Under current regulations, SNFs are required to conduct resident assessments on or around days 5, 14, 30, 60, and 90 of a Part A SNF stay. The PDPM rule reduces this to two assessments. Effective October 1, 2019, CMS will use the five-day assessment to classify a resident under the SNF PDPM for the entirety of the stay Part A stay. CMS goes on to state that Medicare beneficiaries’ clinical needs can change. To address this, CMS will make Interim Payment Assessments (IPA) optional for facilities to conduct if two criteria are met.
- There is a change in the resident classification in at least one of the first tier classification criteria for any components under the PDPM, such that a resident would be classified into a classification group for that component that differs from the five-day scheduled PPS assessment, and results in a change in payment (either in one component or in overall payment);
- The change(s) are such that the resident would not be expected to return to the original clinical status within a 14-day period.
CMS is asking for further input related to the IPA.
CMS will continue to require SNFs to complete the PPS discharge assessment for each Part A SNF resident at the time of Part A or facility discharge.
With the reductions in resident assessments, CMS is concerned about reductions in necessary therapy services. To prevent this, CMS has included various PT, OT, or SLP items that are to be reported in order to track therapy services and ensure appropriate services are provided under the new PDPM system. Further, CMS indicates that no more than 25 percent of an individual’s therapy time should be spent in group or concurrent therapy, meaning at least 75 percent of time should be individual therapy. CMS believes individual therapy is the most person-centered care, and it does not want to incentivize SNFs under the new PDPM model to move towards providing higher levels of group or concurrent therapy than is warranted. A non-fatal warning edit will trigger should a SNF use too much group or concurrent therapy time.
Beginning October 1, 2019, hospitals without critical access hospital (CAH) designation that use swing beds would need to report several new MDS items (K0100, I4300, O0100D2) on their Swing Bed PPS Assessment.

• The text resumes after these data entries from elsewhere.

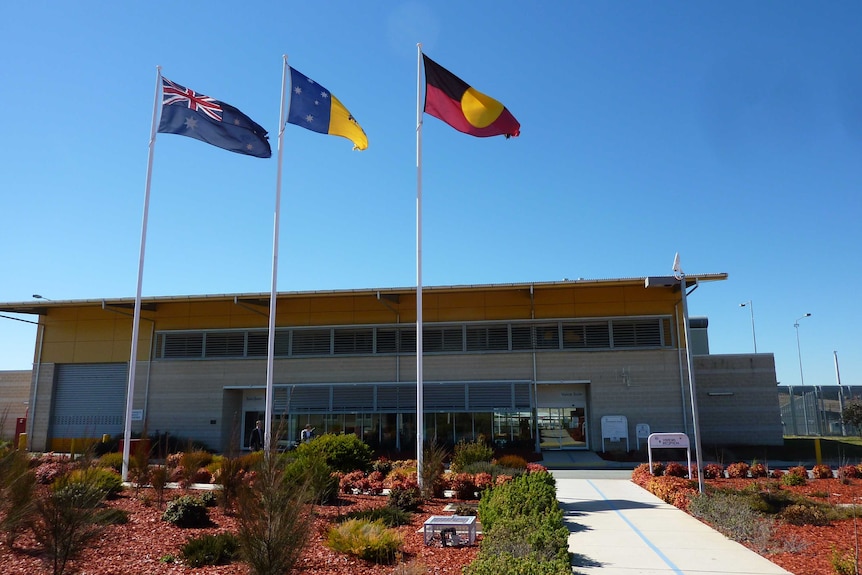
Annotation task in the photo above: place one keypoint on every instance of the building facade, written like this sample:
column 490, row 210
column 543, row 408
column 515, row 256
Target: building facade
column 586, row 364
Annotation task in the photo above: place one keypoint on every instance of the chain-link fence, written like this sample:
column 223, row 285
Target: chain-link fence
column 816, row 409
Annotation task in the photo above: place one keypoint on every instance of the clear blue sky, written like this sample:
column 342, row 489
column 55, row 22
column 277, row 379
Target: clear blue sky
column 730, row 132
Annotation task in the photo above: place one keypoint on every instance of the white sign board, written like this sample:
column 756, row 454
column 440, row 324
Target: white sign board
column 641, row 432
column 669, row 441
column 615, row 428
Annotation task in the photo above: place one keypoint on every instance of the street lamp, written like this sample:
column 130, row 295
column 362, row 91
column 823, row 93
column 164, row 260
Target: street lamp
column 750, row 307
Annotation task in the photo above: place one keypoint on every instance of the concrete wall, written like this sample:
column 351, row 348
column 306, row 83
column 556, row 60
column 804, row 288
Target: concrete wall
column 14, row 400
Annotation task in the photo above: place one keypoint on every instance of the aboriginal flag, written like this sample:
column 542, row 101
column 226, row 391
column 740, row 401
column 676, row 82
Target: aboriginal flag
column 452, row 100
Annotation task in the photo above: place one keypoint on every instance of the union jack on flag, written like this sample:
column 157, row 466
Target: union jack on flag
column 176, row 95
column 189, row 113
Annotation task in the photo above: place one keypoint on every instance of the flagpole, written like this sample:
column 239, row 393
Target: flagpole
column 270, row 350
column 136, row 317
column 420, row 407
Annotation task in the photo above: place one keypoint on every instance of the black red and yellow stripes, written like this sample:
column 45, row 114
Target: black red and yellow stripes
column 452, row 100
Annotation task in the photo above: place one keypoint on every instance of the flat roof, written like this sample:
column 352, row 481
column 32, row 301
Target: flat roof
column 38, row 306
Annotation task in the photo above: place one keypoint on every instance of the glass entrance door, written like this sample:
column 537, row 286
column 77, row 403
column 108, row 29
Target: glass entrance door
column 562, row 427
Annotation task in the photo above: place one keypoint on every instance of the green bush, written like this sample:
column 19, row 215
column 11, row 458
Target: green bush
column 470, row 452
column 66, row 520
column 101, row 478
column 800, row 514
column 512, row 462
column 310, row 469
column 112, row 516
column 509, row 564
column 187, row 511
column 791, row 479
column 532, row 494
column 390, row 516
column 405, row 498
column 218, row 549
column 17, row 484
column 273, row 519
column 343, row 453
column 111, row 460
column 369, row 540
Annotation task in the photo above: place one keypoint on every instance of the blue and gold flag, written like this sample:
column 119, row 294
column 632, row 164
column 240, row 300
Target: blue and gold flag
column 314, row 107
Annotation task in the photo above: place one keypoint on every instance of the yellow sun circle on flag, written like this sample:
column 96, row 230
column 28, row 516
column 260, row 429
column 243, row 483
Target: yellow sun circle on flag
column 480, row 110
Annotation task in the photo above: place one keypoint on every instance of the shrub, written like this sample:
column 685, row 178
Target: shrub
column 790, row 478
column 390, row 516
column 470, row 452
column 100, row 478
column 273, row 518
column 799, row 470
column 310, row 469
column 48, row 472
column 369, row 540
column 673, row 490
column 848, row 472
column 532, row 494
column 739, row 522
column 355, row 481
column 17, row 484
column 111, row 460
column 822, row 471
column 66, row 520
column 674, row 469
column 187, row 511
column 463, row 486
column 738, row 470
column 218, row 549
column 344, row 453
column 713, row 471
column 159, row 480
column 800, row 514
column 843, row 563
column 407, row 498
column 512, row 462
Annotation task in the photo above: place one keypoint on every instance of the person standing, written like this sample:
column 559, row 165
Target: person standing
column 256, row 440
column 307, row 433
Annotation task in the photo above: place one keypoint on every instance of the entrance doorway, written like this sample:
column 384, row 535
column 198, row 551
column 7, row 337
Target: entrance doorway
column 562, row 427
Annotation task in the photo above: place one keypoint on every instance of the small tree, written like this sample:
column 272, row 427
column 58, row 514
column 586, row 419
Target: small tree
column 852, row 415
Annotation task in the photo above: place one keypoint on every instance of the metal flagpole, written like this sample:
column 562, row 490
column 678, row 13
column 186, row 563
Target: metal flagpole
column 420, row 407
column 680, row 275
column 270, row 348
column 136, row 317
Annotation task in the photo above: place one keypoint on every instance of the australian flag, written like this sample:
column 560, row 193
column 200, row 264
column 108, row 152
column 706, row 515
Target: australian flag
column 188, row 113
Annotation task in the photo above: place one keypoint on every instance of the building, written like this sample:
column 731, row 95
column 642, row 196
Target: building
column 586, row 364
column 14, row 388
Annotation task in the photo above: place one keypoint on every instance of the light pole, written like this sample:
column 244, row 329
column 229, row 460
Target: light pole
column 750, row 307
column 801, row 374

CMS made no measure changes to the SNF QRP for the coming year.
The final rule did expand the provider notification methods to include: QIES ASAP system, USPS snail mail, and email from the Medicare Administrative Contractor (MAC). In addition, the final rule increases the number of years of data used to calculate the Medicare spending per beneficiary and discharge to the community measures for purposes of public display from one to two years, starting as early as CY 2019.
In prior rulemaking, CMS included the performance and baseline years. Now, for FY 2021, FY 2019 (October 1, 2018, through September 30, 2019,) will serve as the performance period for the SNF VBP program year. FY 2017 (October 1, 2016, through September 30, 2017,) will serve as the baseline period for the FY 2021 SNF VBP program year.
Going forward, CMS wants to provide stability for SNFs in the VBP Program and indicated that beginning with the FY 2022 program year and for subsequent program years it will:
- Adopt a performance period that is the one-year period following the performance period for the previous program year.
- Adopt a baseline period that is the one-year period following the baseline period for the previous year.
SNFs without sufficient baseline data for the year (fewer than 25 eligible stays) will only be scored on their achievement in that year and should follow the low-volume approach to performance scoring, as laid out by CMS.